/opinion
Navigation

L’histoire sans fin

Coup d'oeil sur cet article

On nous laissait présager un règlement du conflit étudiant, samedi dernier. « Enfin ! » nous disions nous. Notre joie n’aura pas duré longtemps. Il semble qu’il y a maintenant désaccord sur l’entente ou, si vous préférez, mésentente sur l’accord. Cela revient au même : presque à la case départ. Non, ce n’est pas fini... Espérons que ce ne soit pas qu’un début !

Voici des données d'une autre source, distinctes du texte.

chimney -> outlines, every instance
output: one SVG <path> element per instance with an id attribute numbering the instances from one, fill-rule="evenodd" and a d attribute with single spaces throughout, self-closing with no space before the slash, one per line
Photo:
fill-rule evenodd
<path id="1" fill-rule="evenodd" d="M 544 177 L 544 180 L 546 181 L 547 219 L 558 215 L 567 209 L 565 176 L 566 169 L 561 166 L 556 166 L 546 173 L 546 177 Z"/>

Ça n’aura donc été qu’un mirage, un beau rêve, cette « entente » survenue au cours du blitz de négociation qui a valu une nuit blanche aux représentants des parties impliquées. Ce texte signé conjointement ne rassemble pas : il divise... Je vois depuis quelques jours que l’on a recommencé à trouver des coupables au lieu de chercher des solutions. Au lieu de se réconcilier, les parties ont accouché d’une « entente » qui leur donne une nouvelle raison de se chicaner...

Le gouvernement semblait avoir eu gain de cause sur un point : le principe d’une hausse des frais de scolarité semblait acceptable aux étudiants pourvu que cette hausse soit assortie de diverses bonifications pour empêcher d’imposer un fardeau financier aux étudiants les moins en moyens. C’était une concession significative de la part d’étudiants qui s’opposaient par principe à toute forme de hausses ; certains exigeaient même non seulement le gel, mais une diminution, voire l’instauration de la gratuité ! Le blitz de négociation leur a-t-il fait comprendre l’importance d’un compromis ou se sont-ils égarés dans les dédales d’un marathon de pourparlers aussi épuisant physiquement que mentalement ?

Un retour à l’intransigeance ?

«Ne vends pas la peau de l’ours avant de l’avoir tué», dit le proverbe. Voilà une pensée qu’auraient dû méditer certains personnages du gouvernement avant de proclamer que tout était sur le point de se régler. Tout négociateur sait qu'il faut éviter de pavoiser et d’anticiper triomphalement sur les décisions des assemblées générales... Et maintenant, si le gouvernement croit pouvoir régler le « malentendu » sans faire la moindre concession, il fabule.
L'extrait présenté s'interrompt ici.